Scaling limit of a weakly asymmetric simple exclusion process in the framework of regularity structures

TL;DR

This paper proves that a rescaled weakly asymmetric exclusion process converges to the KPZ equation's solution using regularity structures, avoiding traditional Cole-Hopf transforms, and advances the mathematical understanding of particle systems.

Contribution

It introduces a novel analysis of the exclusion process via regularity structures without relying on the Gaertner transform, extending the theoretical framework.

Findings

Convergence of the rescaled exclusion process to KPZ solution established.

Development of a discretisation framework for regularity structures.

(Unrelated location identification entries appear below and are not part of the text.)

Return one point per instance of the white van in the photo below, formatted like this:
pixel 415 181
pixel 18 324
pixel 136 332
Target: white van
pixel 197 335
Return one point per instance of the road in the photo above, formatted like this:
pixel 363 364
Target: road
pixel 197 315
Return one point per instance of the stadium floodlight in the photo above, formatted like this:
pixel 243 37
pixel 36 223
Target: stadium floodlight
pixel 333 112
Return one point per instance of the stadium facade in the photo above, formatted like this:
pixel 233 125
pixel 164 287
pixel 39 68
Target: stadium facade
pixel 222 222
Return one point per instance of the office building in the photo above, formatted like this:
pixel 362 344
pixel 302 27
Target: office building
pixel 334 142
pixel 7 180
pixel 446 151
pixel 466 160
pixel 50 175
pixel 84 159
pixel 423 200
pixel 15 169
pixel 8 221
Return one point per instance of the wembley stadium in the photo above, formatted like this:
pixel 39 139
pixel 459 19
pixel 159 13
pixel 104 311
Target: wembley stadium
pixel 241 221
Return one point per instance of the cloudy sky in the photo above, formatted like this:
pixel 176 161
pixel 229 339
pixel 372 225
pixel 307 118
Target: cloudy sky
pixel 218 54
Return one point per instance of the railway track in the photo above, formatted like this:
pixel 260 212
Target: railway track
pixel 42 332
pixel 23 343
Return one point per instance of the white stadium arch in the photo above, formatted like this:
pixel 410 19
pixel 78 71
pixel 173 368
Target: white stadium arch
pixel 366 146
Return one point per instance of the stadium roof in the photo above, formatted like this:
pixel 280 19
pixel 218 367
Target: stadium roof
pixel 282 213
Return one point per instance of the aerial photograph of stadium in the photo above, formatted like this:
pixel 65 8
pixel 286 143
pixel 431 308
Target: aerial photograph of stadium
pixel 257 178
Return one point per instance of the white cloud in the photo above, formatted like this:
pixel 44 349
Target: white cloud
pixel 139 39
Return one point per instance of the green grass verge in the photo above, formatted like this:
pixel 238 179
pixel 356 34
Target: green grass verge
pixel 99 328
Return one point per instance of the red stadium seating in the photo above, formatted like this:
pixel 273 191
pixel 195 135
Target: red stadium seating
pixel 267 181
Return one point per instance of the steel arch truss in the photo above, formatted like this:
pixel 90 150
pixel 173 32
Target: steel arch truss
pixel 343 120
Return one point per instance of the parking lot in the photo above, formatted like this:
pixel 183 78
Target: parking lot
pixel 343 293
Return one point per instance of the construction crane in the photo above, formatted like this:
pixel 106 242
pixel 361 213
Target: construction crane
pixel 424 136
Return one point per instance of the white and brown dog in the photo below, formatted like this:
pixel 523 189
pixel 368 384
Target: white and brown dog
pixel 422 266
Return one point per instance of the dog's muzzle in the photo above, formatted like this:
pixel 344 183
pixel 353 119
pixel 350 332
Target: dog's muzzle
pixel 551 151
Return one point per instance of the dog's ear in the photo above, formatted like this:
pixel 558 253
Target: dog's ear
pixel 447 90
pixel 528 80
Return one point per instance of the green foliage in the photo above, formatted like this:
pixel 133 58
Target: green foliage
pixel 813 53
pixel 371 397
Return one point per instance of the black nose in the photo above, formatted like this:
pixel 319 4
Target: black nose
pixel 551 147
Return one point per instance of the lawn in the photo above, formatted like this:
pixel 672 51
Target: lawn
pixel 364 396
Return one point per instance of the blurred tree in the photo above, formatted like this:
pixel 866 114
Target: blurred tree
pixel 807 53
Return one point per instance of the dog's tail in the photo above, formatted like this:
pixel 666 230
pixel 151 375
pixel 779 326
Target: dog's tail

New renormalisation techniques for discrete convolution operators.

Abstract

We prove that a parabolically rescaled and suitably renormalised height function of a weakly asymmetric simple exclusion process on a circle converges to the Cole-Hopf solution of the KPZ equation. This is an analogue of the celebrated result by Bertini and Giacomin from 1997 for the exclusion process on a circle with any particle density. The main goal of this article is to analyse the interacting particle system using the framework of regularity structures without applying the Gaertner transform, a discrete version of the Cole-Hopf transform which linearises the KPZ equation. Our analysis relies on discretisation framework for regularity structures developed by Erhard and Hairer as well as estimates for iterated integrals with respect to cadlag martingales derived by Grazieschi, Matetski and Weber. The main technical challenge addressed in this work is the renormalisation procedure which requires a subtle analysis of regularity preserving discrete convolution operators.